Hace quince años escuché por primera vez, en vivo, a un catalán cagarse en España. Lo hizo delante de mí y otros españoles, en otra comunidad autónoma que no era la suya y, para colmo, buscando nuestra aprobación. Cagarse y mearse sobre la bandera española era tan cotidiano para ella como comerse un yogur. Asombrado ante aquél desprecio tan naturalizado, pregunté a qué se debía aquella falta de respeto. «No, no, perdona»-dijo-.»Esto es Soria, no es España; y tú eres soriano, no español».¡ ¡Acabáramos!
En aquél momento entendí no sólo que los catalanes independentistas tenían las ideas muy claras-aunque erróneas- sino que por aburrimiento habían reorganizado también la identidad de todos los demás. Imaginaban que España era una federación de pueblos oprimidos, y fantaseaban contando cuentos: El ente ignoto llamado España-el ojo de Mordor-había sometido a la tierra media de Castilla, Aragón, La Rioja, Cataluña…bajo su yugo y sus flechas. Todos debíamos luchar por la libertad como estaban haciendo los escoceses: con faldas y a lo loco.
Desde entonces han sumado a estas «derivas cerebrales» muchas otras, y en las últimas semanas otras que no había oído nunca antes: como por ejemplo que «la ley» hay que suprimirla en determinados casos (los que le parezcan al interviniente) porque en ocasiones la ley «no vale». O que hay que impedir «judicializar la política», que sumada a la anterior vendría a decir: «la ley y los jueces deben meterse en sus asuntos, son de Soria. Nosotros vamos de otro palo.»

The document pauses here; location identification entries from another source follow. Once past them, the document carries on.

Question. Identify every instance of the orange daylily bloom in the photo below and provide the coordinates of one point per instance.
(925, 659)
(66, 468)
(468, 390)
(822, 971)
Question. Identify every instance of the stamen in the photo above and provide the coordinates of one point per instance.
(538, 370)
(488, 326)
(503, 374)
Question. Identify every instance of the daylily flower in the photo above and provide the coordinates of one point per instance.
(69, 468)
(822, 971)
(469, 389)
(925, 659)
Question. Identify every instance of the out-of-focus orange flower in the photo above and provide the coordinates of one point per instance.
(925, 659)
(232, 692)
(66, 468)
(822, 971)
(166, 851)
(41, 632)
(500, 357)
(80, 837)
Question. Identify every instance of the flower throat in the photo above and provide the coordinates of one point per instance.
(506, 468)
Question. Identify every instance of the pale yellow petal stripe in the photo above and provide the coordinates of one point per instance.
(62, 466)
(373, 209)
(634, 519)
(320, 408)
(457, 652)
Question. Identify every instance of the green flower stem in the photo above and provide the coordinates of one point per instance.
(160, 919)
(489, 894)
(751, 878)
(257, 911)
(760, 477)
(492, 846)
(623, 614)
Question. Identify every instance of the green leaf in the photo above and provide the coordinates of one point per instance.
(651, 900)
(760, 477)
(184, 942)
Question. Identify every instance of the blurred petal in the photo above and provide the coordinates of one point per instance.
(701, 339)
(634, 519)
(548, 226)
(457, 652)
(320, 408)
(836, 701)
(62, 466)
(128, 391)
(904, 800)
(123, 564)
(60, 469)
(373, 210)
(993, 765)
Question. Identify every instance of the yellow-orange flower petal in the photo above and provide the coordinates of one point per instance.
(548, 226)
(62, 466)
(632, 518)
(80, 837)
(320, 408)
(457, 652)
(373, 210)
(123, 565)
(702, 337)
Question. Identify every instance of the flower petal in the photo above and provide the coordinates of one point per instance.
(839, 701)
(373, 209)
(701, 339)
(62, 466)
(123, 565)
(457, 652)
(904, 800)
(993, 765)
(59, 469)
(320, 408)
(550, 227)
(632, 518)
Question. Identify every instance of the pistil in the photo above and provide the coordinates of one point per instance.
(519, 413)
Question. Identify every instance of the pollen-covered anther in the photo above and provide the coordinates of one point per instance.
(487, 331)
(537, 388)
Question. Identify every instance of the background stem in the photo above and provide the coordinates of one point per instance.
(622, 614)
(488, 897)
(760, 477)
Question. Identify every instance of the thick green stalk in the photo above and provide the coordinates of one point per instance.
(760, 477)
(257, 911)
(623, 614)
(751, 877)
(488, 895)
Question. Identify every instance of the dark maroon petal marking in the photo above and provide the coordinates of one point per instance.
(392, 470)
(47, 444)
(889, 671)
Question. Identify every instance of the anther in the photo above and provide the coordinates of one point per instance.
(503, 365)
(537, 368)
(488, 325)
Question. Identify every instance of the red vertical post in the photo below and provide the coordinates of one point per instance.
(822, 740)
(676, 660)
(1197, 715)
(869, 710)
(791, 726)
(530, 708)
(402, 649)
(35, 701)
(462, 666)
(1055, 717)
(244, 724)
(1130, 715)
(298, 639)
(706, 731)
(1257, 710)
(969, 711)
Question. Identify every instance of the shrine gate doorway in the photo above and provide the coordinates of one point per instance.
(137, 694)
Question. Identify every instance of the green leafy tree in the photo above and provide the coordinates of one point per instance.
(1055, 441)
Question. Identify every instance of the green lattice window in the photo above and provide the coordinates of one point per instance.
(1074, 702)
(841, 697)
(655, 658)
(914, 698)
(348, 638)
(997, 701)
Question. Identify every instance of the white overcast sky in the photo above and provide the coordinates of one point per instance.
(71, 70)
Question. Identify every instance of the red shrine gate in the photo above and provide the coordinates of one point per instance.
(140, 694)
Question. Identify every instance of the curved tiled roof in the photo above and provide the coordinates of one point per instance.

Ese otro palo «del que van» tendrán que explicárselo a los catalanes cuando sea efectiva su república. ¿Se podrán saltar las leyes y pedir urnas a santo de cualquier improvisación porque el «pueblo» lo reclama?¿Su constitución será flexible y movible, no inmóvil?¿Creen que la extrema izquierda no creará su laboratorio socialista experimental, una vez caído en desgracia el patrón del derecho y la ley como marco jurídico fundamental? Deberían tener mucho cuidado en las formas en las que se accedería a esa independencia.
Pero la independencia ya lo es. De facto, como dicen, a Dios gracias. Los recursos utilizados por el Estado para intervenir el desarrollo del acto ilegal han sido paupérrimos. Si en Cataluña no hubiera habido guardia civil, como le gustaría a Otegui en el País Vasco, Sáez de Santamaría estaría todavía en la frontera de Lleida intentando que la dejaran pasar al baño. Pero no seamos cenizos, porque quizá traiga algo de bueno después de todo la independencia periférica.
Podríamos aprovechar la desconexión para modificar la Constitución a gusto, de verdad, con justicia e inteligencia y sin privilegios ni medievalismos. Podríamos, por fin, obtener una ley electoral que no favorezca el binomio y el regionalismo, a cambio de pluralidad y solidaridad. Podríamos «ser «, sin más, sin tantos complejos. Recuperar ámbitos para el Estado, como educación y sanidad, para que los niños no aprendan los ríos por tramos autonómicos. Podríamos redistribuir la riqueza que nos quede, y dejar sin premio las extorsiones. Y ya de paso, podríamos matar a Franco desenterrando cadáveres, que ya va siendo hora.
Dejaremos atrás nostálgicas historias de antiguas novias que se quedaron al otro lado de una frontera. Jhon Le Carré rescribirá «La espía que surgió de la costa Brava», y Don Quijote se enterará de que el final de su historia ocurrió en otro país, en otro reino, en donde Sansón Puigdemont «El caballero de la blanca luna» lo vencerá en combate por las playas de Barcelona y exigirá su regreso a La Mancha durante un año. En el trayecto de vuelta, Sancho y él pergeñarán dedicarse al pastoreo durante ese tiempo, pero ya será demasiado tarde. Don Quijote enferma y muere, y así acaba la parodia de una novela de caballerías.